La croissance pourrait résister grâce au dynamisme du marché de l’emploi qui contribue à l’élévation du niveau des revenus et donc de la demande interne. Plusieurs pays sont en situation de plein emploi. La baisse du chômage est générale. Les créations d’emploi ont certes ralenti depuis le début de la guerre en Ukraine mais elles n’ont pas disparu. Ces créations sont rendues possibles par la bonne santé des entreprises et par le maintien d’une demande vive dans plusieurs secteurs d’activité (tourisme, loisirs, e-commerce, transports, etc.).
Pour faire face à l’inflation, les ménages, du moins une partie d’entre eux, disposent d’une épargne abondante constituée durant la crise sanitaire. L’épargne covid représente 10 % du revenu annuel des ménages en France comme en Allemagne. Jusqu’à maintenant, en moyenne, les ménages n’ont pas puisé dans cette épargne, voire continue à l’alimenter. Face aux incertitudes, les Européens ont tendance à conserver un volant important de liquidités ce qui pourrait peser sur la consommation.

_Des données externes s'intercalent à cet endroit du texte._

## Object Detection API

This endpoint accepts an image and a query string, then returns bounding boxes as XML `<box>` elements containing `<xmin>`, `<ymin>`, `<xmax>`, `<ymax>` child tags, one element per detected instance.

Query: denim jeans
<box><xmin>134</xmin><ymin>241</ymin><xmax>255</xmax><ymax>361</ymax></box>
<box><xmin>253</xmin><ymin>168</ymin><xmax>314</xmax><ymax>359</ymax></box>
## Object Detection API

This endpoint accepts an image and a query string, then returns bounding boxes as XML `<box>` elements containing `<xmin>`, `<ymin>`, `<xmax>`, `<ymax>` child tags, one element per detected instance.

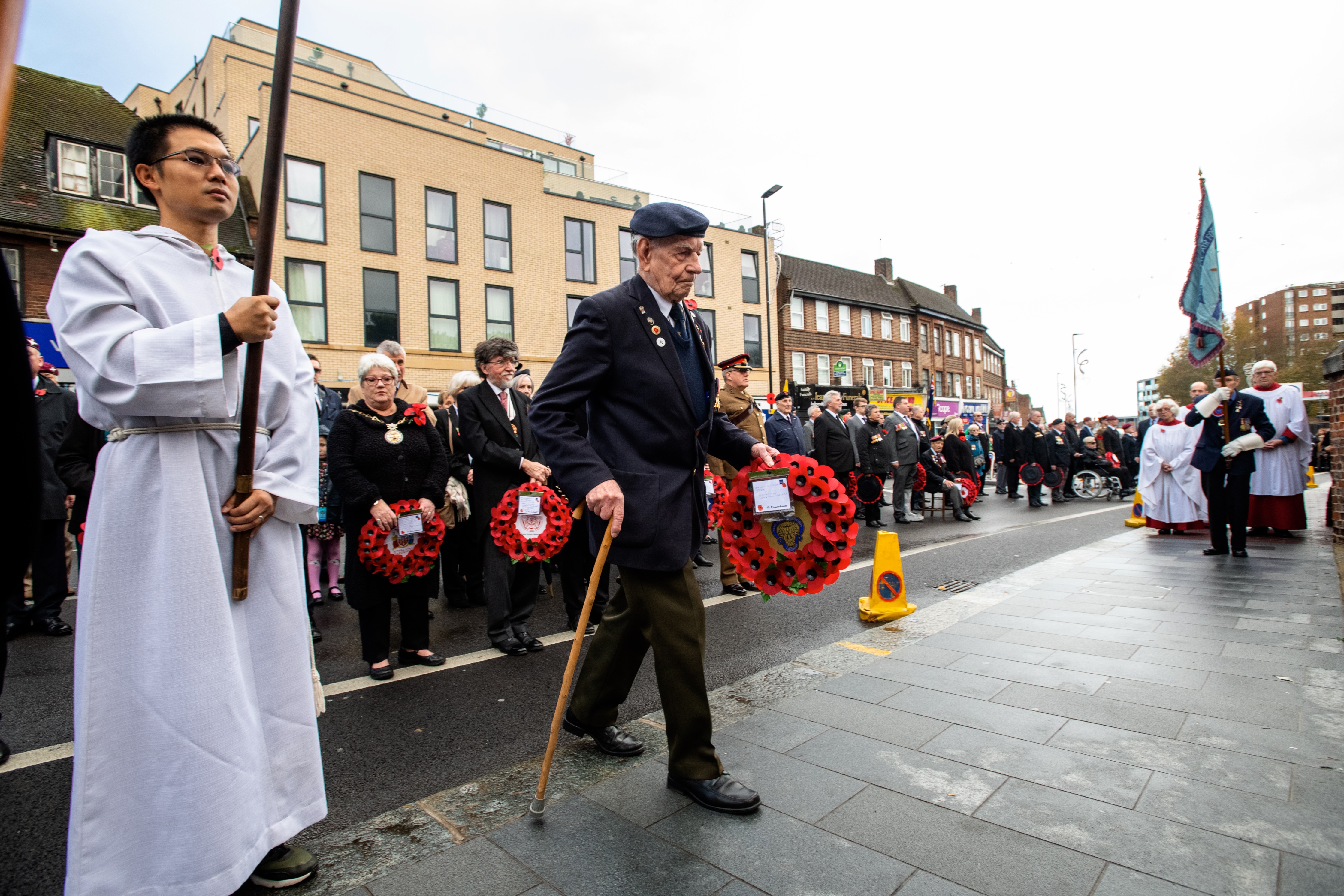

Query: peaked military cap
<box><xmin>630</xmin><ymin>203</ymin><xmax>710</xmax><ymax>239</ymax></box>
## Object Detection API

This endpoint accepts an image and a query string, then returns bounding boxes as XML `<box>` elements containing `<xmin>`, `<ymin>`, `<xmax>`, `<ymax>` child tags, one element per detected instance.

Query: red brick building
<box><xmin>778</xmin><ymin>255</ymin><xmax>1005</xmax><ymax>414</ymax></box>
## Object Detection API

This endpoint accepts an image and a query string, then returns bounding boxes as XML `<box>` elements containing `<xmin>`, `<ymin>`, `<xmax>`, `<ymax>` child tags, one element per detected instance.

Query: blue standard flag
<box><xmin>1180</xmin><ymin>172</ymin><xmax>1223</xmax><ymax>367</ymax></box>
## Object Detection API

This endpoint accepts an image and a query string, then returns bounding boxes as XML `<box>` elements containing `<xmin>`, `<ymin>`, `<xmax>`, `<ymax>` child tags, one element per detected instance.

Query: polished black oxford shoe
<box><xmin>397</xmin><ymin>650</ymin><xmax>448</xmax><ymax>666</ymax></box>
<box><xmin>32</xmin><ymin>617</ymin><xmax>74</xmax><ymax>638</ymax></box>
<box><xmin>668</xmin><ymin>775</ymin><xmax>761</xmax><ymax>815</ymax></box>
<box><xmin>491</xmin><ymin>638</ymin><xmax>527</xmax><ymax>657</ymax></box>
<box><xmin>562</xmin><ymin>709</ymin><xmax>644</xmax><ymax>756</ymax></box>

Pour éviter un ralentissement marqué de la croissance et la multiplication des tensions sociales, de nombreux gouvernements ont mis en place des programmes de de soutien en faveur des ménages. L’Allemagne et la France auraient engagé entre 1 et 2 % de leur PIB dans le cadre de plans visant à atténuer les effets de la hausse des prix. Ces plans ne sont pas sans limite sur le plan budgétaire et leur efficacité est discutable. Dans certains pays, des organisations politiques ou des associations de défense des consommateurs réclament un blocage des prix des produits de première nécessité et des loyers. Pour le moment, les gouvernements hésitent à s’engager dans cette voie périlleuse. Tout blocage pose le problème de la rentabilité des entreprises subissant la hausse des coûts de production. La fixation des prix est renvoyée à l’État en lieu et place du marché. L’URSS dans le passé a péri, entre autres, de cette incapacité à maîtriser les prix de production. Si l’instauration d’un blocage toujours prévue à titre temporaire, sa sortie constitue, en revanche, une source de difficultés importantes. Il faut veiller à ce qu’elle ne provoque pas un rebond de l’inflation. Par ailleurs, le blocage des prix génère d’importants effets pervers, marché noir, pénurie, etc. La loi de 1948 sur les loyers en France a provoqué une raréfaction des logements mis en location et une dégradation du parc locatif faute d’investissements de la part des propriétaires.